Fortunately for us, lichess.org, the largest open source online chess website, publishes all chess games played on their site freely available for the public to download (including elo rating data). This gives me just what I need to take a crack at this question.

But before we start getting into the data mining, we would first need to define what is "good at chess". Naturally, that's going to very from person to person. If your definition of "good" is never losing, that's never going to happen (unless you're picky about who you choose to play or you're a computer). If your definition of "good" is better than most everyday people you would find off the street, then you would probably get there after spending 30 minutes learning how the pieces move.

For what it's worth, the data says the 90th percentile rating is at 1927. On lichess.org/stat/rating/distribution/blitz, I believe the distribution is calculated from currently active players, raising the 90th percentile to 2075. For reference, GM Hikaru Nakamura (one of the world's top blitz players) was able to jump from total beginner (600 USCF ~1100 lichess) to the 90th percentile (1800 USCF, ~2000 lichess) in just 2 years (Jan 1995- Jan 1997). So best case scenario if you're a chess prodigy, you can get into the 90th percentile ballpark in 2 years of serious study.

Given the ambiguous nature of this question, I decided to focus on improvement rate rather than trying to answer something like how long it takes to go from total beginner to grandmaster.

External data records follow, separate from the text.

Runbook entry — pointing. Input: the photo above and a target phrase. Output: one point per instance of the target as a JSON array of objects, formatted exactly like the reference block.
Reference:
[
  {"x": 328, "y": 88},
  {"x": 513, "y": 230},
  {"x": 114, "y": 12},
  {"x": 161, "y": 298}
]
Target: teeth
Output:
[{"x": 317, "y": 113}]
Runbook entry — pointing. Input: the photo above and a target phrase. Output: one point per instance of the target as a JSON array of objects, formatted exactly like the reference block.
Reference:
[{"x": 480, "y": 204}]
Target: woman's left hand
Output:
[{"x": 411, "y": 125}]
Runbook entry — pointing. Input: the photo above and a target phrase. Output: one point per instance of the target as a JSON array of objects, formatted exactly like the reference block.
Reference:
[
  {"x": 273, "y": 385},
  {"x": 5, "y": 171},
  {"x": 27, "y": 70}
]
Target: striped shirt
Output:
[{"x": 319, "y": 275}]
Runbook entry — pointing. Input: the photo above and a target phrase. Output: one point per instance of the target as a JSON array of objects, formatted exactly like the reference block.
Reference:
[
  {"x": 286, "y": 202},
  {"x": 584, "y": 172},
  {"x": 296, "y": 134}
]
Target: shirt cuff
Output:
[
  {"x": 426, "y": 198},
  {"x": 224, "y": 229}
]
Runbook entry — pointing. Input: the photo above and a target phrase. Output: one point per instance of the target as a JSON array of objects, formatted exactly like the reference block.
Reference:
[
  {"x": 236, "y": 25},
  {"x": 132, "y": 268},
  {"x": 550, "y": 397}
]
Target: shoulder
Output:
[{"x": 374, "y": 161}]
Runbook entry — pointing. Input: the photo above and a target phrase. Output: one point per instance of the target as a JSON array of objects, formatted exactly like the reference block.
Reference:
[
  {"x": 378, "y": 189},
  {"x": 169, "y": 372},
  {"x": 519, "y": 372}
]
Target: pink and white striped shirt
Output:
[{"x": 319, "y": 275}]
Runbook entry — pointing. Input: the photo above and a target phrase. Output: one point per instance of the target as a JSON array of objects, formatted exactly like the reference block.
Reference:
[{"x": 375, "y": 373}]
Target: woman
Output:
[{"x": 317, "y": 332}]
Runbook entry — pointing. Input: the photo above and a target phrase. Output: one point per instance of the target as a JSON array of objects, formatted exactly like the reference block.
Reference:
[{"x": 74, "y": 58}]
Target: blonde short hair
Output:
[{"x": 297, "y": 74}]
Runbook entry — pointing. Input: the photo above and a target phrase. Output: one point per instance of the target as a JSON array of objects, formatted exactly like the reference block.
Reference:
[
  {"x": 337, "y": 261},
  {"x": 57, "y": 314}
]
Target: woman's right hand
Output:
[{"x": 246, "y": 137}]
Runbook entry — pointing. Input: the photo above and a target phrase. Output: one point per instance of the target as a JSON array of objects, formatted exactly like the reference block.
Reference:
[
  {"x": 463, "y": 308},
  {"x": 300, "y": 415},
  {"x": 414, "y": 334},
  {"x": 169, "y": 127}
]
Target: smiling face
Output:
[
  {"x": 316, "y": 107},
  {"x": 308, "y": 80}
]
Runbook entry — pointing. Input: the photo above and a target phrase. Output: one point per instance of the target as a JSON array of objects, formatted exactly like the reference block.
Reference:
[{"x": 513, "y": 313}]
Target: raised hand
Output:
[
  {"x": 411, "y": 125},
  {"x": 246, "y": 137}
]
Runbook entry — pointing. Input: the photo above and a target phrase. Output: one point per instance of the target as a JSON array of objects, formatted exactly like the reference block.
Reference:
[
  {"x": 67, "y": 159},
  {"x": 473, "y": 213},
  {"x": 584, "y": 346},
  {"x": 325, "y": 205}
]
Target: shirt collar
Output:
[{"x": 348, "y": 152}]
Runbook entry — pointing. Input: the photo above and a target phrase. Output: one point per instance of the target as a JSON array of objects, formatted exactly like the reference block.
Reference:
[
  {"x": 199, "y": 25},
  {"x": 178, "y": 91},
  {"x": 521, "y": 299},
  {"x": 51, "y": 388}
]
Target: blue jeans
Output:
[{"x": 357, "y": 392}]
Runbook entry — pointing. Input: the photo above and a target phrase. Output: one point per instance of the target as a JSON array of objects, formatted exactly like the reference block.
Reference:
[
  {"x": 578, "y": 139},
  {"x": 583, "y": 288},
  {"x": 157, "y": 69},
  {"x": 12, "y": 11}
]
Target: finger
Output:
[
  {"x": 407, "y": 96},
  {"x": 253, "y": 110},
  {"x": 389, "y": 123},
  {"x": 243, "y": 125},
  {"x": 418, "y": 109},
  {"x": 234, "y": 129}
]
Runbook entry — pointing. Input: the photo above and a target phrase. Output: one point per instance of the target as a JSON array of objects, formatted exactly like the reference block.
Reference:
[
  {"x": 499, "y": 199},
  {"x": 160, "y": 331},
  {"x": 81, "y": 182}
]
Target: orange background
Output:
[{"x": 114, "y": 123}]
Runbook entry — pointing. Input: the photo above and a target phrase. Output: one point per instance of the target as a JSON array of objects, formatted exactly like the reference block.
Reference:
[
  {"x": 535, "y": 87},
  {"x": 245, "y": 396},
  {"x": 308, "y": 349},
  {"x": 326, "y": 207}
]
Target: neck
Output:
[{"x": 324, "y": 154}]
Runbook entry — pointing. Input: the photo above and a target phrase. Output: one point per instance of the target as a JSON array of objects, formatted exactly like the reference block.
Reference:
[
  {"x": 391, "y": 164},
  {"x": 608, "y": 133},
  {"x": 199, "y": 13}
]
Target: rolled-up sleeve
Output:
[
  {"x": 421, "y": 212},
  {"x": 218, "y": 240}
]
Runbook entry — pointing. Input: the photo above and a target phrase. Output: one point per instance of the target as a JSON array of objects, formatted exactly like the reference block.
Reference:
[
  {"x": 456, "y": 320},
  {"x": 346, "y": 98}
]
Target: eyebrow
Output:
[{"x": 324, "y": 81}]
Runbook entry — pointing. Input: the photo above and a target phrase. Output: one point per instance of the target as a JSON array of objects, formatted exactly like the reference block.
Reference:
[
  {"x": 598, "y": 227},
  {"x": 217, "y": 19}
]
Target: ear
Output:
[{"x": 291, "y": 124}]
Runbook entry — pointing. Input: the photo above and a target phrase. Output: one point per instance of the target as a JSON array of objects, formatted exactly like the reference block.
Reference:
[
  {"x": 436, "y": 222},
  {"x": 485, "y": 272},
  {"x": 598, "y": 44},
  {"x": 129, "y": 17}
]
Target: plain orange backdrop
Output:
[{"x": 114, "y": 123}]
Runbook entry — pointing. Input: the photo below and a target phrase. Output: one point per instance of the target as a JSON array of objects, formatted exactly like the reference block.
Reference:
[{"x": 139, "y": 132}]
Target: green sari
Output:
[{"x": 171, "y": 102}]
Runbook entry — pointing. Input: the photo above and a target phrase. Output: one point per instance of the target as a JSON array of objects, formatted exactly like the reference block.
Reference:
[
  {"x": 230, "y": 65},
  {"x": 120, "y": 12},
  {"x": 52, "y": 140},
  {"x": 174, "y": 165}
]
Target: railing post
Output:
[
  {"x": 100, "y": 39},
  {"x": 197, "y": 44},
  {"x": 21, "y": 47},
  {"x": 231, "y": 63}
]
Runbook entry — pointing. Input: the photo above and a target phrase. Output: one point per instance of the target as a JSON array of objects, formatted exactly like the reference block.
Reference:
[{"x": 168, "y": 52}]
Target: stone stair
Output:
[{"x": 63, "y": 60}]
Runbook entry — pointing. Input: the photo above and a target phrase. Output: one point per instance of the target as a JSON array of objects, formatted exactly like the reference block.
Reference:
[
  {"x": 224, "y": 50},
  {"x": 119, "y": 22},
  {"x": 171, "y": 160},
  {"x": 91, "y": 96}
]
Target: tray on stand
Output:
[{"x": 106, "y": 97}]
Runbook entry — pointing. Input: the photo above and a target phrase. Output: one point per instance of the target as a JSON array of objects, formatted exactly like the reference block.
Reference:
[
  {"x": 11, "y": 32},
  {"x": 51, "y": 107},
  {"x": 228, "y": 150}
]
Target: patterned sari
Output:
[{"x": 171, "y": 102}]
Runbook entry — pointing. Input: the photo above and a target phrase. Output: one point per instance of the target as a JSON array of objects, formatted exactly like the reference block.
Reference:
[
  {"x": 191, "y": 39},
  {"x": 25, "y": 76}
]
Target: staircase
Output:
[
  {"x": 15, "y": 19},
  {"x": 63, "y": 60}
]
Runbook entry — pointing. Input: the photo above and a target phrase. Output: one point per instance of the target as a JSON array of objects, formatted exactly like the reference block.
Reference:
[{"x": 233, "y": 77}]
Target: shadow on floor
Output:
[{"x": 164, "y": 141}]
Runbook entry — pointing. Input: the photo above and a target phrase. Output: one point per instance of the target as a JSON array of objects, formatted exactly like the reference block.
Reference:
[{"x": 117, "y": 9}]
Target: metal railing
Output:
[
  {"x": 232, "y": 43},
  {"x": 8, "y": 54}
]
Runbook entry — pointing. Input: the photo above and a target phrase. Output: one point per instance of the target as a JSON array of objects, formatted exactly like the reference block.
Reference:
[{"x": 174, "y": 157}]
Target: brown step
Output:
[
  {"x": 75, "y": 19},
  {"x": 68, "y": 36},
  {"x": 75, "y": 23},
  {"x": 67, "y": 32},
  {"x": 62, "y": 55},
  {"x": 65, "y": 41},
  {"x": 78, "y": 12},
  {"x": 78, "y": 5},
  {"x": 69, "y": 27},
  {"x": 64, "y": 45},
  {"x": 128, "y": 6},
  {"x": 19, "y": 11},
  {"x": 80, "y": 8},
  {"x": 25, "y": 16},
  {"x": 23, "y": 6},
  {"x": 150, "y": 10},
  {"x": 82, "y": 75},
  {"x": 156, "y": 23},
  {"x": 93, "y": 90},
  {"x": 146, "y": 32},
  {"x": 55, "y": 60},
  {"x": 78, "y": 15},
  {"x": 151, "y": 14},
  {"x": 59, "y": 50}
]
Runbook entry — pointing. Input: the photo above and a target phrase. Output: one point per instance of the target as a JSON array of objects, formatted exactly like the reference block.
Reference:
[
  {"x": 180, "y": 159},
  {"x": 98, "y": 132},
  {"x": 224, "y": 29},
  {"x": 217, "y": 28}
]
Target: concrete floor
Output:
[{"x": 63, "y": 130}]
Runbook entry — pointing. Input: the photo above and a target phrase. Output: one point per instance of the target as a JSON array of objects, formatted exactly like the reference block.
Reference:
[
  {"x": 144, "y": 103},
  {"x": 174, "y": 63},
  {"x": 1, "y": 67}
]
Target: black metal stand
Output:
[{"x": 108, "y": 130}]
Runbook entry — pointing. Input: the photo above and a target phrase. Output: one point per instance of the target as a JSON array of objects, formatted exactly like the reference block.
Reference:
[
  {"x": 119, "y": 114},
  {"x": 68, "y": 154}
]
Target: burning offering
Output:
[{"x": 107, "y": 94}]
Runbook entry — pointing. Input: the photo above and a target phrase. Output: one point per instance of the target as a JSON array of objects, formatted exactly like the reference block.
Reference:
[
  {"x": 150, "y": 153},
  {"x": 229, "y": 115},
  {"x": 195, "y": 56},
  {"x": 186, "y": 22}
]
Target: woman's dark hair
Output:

There are a few reasons for this:

  1. People who become grandmasters probably don't represent your typical everyday chess player. I'm more interested in how long it's going to take a "normal" person like me to improve.
  2. While tournament games and rating histories of grandmasters (and other tournament players) are publically available, over the board chess is likely different than online chess, even if the time controls are the same. I'm more interested in getting better at online chess, which is where I usually play chess.
  3. I think the rate of improvement is what people (myself included) are really interested in. I felt like the core of my question is actually "how long is it going to take until I see noticeable improvement in my chess skills?" It's also a helpful way to benchmark if your struggling at chess improvement is "normal" or if there's something wrong with your training plan.
  4. It's unlikely I'm going to find many examples of people who went from beginner to grandmaster in the data. It takes at least 8-10 years to jump that gap in addition to extreme talent and near full-time study (back to point 1). Lichess data only goes back to 2013, 8 years of data as of this writing. Because it takes many years to develop strong players, there's a low chance such players have documented their entire progression on lichess. They would have had to start in the early days of lichess, back when it wasn't very popular.
  5. Even if I could get data spanning the many years required to build strong players, the amount of data would be massive even after stripping down the data to the bare minimum required, given the exponential growth of chess games being played on lichess. There are ways I could store and analyze the massive amount of data, but that's going to cost me an arm and a leg. Phrasing the question this way is going to allow me to work with the limit data I'm able to get my hands on.

So that brings me to the purpose of this project: to figure out the typical improvement rates for typical online chess players on lichess.org.

ETL Process

Here's an outline of what I did to do this analysis:

  1. Extract the data from database.lichess.org
  2. Transform the data to the format I need it in
  3. Load the processed data in a relational database
  4. Analyze the data to answer my questions

Lichess has all their games available for download by month (e.g. January 2013). The problem is, the data in its raw format can't be queried easily, nor can it directly answer the question I'm interested in.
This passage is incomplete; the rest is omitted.